PhD Seminar • Formal Methods • Pierce: A Testing Tool for Neural Network Verification Solvers

Wednesday, March 6, 2024 3:00 pm - 4:00 pm EST (GMT -05:00)

Please note: This PhD seminar will take place online.

Joseph Scott, PhD candidate
David R. Cheriton School of Computer Science

Supervisors: Professors Jo Atlee, Vijay Ganesh

We introduce Pierce, a versatile and extensible testing tool aimed at solvers for the neural network verification (NNV) problem. At its core, Pierce implements a fuzzing engine over the Open Neural Network Exchange (ONNX) — a standardized model format for deep learning and classical machine learning, and VNN-LIB — a specification standard over the input-output behavior of machine learning systems. Pierce supports the entirety of the VNN-LIB and most of ONNX v18. The API of Pierce is designed to enable users to create a variety of software testing tools, such as performance and mutation fuzzers, as well as delta debuggers, with relative ease. For example, Pierce provides a rich generator for computation graphs and specifications that allows users to easily specify a wide variety of configurations, as well as mutators that ensure that mutated computation graphs are well-formed.

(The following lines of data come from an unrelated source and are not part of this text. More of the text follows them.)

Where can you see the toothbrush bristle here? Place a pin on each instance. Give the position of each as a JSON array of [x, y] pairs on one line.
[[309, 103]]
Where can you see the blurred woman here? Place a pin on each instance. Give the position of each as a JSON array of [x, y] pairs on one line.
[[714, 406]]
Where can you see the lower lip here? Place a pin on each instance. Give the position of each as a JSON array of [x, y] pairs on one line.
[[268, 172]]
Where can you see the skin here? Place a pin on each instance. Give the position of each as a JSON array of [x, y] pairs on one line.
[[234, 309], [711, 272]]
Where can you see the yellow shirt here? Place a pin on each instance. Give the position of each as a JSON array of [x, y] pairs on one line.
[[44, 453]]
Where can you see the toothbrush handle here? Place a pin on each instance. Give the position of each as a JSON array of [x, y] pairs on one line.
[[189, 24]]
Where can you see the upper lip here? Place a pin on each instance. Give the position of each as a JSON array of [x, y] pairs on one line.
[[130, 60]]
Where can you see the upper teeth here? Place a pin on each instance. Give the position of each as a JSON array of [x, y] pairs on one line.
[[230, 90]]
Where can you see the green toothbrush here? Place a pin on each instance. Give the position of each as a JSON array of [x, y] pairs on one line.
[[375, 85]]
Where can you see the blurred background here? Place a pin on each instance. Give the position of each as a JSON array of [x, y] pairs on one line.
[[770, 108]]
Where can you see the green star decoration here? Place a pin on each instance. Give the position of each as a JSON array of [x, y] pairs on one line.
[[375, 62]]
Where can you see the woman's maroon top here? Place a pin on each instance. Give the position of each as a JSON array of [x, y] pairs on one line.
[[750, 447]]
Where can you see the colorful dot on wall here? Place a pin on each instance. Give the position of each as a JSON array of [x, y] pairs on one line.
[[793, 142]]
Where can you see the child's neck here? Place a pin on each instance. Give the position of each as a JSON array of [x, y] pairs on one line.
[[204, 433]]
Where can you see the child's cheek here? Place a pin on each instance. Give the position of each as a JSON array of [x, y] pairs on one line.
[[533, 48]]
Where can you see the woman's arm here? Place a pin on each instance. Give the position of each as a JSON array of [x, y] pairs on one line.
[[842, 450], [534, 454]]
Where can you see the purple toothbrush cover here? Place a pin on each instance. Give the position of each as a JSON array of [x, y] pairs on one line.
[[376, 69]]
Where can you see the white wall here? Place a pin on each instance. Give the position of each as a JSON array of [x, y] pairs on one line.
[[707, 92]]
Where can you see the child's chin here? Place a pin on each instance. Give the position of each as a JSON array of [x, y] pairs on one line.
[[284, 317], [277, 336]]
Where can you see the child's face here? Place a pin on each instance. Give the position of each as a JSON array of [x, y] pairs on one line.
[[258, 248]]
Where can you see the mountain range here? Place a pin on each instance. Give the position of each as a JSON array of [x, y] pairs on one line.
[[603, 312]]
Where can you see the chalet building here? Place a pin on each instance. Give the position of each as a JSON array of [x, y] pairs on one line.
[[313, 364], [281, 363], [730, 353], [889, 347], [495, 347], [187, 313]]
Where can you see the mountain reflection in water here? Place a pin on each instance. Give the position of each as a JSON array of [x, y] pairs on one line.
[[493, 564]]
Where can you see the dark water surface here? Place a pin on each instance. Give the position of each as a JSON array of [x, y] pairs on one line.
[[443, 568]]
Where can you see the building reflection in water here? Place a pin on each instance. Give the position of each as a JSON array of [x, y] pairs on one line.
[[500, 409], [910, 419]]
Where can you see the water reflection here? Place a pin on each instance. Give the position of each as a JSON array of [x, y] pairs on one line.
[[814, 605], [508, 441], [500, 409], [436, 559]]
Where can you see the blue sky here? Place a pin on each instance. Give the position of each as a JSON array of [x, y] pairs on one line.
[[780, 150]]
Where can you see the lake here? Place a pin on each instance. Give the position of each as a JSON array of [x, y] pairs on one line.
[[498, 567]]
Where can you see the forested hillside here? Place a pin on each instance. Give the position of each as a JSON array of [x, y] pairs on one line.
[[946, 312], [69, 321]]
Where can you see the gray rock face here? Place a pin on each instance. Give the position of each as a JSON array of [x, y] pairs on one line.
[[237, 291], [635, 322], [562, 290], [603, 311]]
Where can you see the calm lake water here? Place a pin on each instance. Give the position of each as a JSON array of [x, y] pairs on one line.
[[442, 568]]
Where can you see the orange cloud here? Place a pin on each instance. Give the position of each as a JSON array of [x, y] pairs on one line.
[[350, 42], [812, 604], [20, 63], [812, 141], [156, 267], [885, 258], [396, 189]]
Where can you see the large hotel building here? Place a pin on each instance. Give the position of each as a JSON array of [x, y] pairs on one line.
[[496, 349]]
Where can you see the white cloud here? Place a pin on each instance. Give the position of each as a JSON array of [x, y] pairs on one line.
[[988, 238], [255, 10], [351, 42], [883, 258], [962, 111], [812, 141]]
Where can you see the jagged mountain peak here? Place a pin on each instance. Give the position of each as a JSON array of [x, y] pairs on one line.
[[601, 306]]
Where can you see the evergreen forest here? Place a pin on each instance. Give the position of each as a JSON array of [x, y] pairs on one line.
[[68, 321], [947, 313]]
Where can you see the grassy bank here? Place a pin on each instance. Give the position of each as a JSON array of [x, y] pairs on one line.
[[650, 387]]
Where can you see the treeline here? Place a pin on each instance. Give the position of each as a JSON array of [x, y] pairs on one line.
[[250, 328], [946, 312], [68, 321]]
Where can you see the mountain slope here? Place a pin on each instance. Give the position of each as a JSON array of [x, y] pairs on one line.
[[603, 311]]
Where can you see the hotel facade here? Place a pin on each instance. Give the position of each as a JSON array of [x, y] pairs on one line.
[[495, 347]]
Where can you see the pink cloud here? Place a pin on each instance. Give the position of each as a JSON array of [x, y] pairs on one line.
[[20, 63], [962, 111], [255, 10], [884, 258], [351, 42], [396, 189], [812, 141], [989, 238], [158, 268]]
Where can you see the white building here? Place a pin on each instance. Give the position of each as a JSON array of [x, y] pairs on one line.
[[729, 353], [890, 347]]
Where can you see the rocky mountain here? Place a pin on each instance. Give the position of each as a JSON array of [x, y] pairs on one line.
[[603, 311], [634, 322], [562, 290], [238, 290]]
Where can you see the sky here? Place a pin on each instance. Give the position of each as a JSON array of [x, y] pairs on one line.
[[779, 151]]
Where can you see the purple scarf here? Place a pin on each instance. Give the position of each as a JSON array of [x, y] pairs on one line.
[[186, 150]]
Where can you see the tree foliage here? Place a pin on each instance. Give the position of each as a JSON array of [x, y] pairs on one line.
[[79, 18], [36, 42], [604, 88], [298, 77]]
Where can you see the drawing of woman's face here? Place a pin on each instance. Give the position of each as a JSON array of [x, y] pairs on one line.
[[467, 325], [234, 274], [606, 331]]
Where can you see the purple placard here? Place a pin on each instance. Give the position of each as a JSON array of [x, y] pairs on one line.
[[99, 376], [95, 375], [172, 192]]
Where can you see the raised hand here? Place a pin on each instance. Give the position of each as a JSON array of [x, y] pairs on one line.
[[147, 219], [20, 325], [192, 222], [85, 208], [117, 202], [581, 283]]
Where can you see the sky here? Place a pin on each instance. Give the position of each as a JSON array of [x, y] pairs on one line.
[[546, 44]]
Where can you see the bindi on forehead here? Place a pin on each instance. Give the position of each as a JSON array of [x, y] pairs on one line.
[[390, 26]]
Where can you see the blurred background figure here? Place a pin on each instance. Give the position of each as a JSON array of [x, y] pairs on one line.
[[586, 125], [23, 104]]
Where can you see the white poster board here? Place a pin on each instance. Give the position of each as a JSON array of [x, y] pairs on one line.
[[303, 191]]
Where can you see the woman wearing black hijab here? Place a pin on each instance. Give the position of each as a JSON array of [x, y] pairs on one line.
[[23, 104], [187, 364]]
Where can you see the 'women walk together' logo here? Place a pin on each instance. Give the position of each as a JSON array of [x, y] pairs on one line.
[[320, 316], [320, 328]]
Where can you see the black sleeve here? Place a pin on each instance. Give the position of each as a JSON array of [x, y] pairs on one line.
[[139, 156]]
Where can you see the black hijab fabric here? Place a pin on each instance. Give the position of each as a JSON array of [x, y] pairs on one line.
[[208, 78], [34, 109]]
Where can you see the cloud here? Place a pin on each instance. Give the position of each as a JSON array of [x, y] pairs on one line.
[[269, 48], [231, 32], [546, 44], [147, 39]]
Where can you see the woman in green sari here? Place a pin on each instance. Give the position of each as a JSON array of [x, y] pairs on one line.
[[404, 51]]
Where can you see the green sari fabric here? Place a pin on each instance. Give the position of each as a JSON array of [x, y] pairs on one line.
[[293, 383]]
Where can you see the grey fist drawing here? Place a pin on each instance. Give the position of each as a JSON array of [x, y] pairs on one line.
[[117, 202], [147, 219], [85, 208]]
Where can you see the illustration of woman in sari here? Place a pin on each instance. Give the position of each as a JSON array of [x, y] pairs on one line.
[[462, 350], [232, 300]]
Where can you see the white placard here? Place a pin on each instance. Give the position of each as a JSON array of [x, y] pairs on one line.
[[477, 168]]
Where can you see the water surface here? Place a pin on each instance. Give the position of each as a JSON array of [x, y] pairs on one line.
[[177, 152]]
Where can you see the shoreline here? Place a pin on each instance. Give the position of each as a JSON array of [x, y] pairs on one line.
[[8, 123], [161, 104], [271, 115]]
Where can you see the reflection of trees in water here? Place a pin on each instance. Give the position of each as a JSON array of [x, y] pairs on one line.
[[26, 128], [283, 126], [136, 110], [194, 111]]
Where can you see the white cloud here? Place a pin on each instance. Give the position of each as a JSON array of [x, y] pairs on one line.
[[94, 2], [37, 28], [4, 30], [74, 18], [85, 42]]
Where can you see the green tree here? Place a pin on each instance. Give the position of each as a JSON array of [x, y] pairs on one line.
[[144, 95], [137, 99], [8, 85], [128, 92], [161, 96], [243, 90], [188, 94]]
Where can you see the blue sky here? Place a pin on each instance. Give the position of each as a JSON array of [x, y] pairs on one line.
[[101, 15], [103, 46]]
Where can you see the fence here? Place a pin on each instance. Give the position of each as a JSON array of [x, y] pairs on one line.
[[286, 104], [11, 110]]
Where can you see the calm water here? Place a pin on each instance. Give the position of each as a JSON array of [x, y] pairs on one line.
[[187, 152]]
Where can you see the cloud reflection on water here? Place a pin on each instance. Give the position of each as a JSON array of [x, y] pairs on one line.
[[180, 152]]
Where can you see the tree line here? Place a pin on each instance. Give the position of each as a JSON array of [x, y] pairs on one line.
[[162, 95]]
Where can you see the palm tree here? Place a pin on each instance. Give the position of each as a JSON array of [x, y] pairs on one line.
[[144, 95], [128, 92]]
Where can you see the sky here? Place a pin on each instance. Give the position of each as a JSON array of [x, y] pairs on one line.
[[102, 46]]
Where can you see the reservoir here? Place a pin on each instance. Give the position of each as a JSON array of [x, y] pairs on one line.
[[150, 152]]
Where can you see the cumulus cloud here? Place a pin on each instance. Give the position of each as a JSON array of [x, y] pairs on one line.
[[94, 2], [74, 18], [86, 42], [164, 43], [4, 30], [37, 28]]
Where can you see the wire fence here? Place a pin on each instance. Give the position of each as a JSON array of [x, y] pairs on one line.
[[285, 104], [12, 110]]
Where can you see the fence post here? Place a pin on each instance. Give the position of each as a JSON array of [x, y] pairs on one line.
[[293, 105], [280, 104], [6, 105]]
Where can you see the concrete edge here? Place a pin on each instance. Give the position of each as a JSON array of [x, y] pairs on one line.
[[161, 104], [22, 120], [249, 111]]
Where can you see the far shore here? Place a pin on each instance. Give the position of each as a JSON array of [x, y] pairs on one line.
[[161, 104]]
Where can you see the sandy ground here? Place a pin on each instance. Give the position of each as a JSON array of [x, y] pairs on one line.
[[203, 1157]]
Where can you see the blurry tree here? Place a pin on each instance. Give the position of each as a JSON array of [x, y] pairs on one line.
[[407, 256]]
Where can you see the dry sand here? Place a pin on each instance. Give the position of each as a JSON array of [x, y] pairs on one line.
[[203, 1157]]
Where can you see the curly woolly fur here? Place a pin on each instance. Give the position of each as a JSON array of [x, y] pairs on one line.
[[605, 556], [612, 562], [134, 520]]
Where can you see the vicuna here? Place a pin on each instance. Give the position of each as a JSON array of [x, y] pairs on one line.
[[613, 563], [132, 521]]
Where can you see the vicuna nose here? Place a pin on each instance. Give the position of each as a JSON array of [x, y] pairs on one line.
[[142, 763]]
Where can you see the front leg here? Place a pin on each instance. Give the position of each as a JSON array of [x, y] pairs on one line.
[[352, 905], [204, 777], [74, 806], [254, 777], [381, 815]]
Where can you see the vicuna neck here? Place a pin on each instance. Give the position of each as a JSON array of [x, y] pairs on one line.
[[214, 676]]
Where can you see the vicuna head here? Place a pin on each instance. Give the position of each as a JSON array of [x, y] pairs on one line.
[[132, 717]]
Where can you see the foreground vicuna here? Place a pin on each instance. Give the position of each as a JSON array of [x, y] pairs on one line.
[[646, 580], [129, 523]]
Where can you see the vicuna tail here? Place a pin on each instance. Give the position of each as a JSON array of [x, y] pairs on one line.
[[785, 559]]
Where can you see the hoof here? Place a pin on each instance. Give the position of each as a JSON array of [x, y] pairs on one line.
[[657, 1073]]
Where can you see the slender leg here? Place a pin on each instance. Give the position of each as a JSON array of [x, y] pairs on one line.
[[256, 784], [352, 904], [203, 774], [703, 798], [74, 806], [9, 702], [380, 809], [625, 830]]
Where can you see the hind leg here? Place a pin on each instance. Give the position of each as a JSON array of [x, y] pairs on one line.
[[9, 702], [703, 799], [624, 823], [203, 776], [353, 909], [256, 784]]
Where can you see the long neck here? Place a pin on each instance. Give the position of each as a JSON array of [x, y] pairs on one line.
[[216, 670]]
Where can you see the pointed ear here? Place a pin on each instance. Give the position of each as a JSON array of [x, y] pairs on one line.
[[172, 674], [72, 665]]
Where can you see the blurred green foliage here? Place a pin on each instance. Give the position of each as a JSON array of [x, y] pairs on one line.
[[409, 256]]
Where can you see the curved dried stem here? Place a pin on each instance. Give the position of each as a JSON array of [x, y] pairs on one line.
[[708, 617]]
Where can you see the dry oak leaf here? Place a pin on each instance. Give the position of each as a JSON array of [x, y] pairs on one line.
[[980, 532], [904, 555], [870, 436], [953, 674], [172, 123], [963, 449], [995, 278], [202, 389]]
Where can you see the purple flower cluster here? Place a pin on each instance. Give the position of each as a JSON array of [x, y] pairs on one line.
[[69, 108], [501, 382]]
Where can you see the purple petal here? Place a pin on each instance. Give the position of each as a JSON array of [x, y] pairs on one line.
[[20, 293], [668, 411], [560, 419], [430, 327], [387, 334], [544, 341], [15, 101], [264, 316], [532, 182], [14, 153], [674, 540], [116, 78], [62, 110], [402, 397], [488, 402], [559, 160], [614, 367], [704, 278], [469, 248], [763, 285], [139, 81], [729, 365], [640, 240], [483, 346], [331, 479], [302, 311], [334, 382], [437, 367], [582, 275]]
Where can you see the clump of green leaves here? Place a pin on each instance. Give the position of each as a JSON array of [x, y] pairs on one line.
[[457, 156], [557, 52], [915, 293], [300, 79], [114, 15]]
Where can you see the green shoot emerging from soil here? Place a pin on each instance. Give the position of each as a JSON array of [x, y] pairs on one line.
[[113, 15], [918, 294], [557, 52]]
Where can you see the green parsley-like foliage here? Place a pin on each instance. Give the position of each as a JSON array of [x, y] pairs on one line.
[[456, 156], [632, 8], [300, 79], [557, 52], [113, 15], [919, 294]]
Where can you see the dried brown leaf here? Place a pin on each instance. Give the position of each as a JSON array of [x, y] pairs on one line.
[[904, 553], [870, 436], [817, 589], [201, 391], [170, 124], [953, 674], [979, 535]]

Using Pierce we build a reinforcement learning (RL) driven relative performance fuzzer. Using this fuzzer, we expose performance issues in four state-of-the-art solvers, such as Marabou, ERAN, MIPVerify, and nnenum, observing up to a 13.3x times slowdown in cumulative PAR-2 score in the target solvers relative to reference solvers. Further, we leverage Pierce to create a diverse benchmark suite with 10,000 competition-grade NNV instances for the community.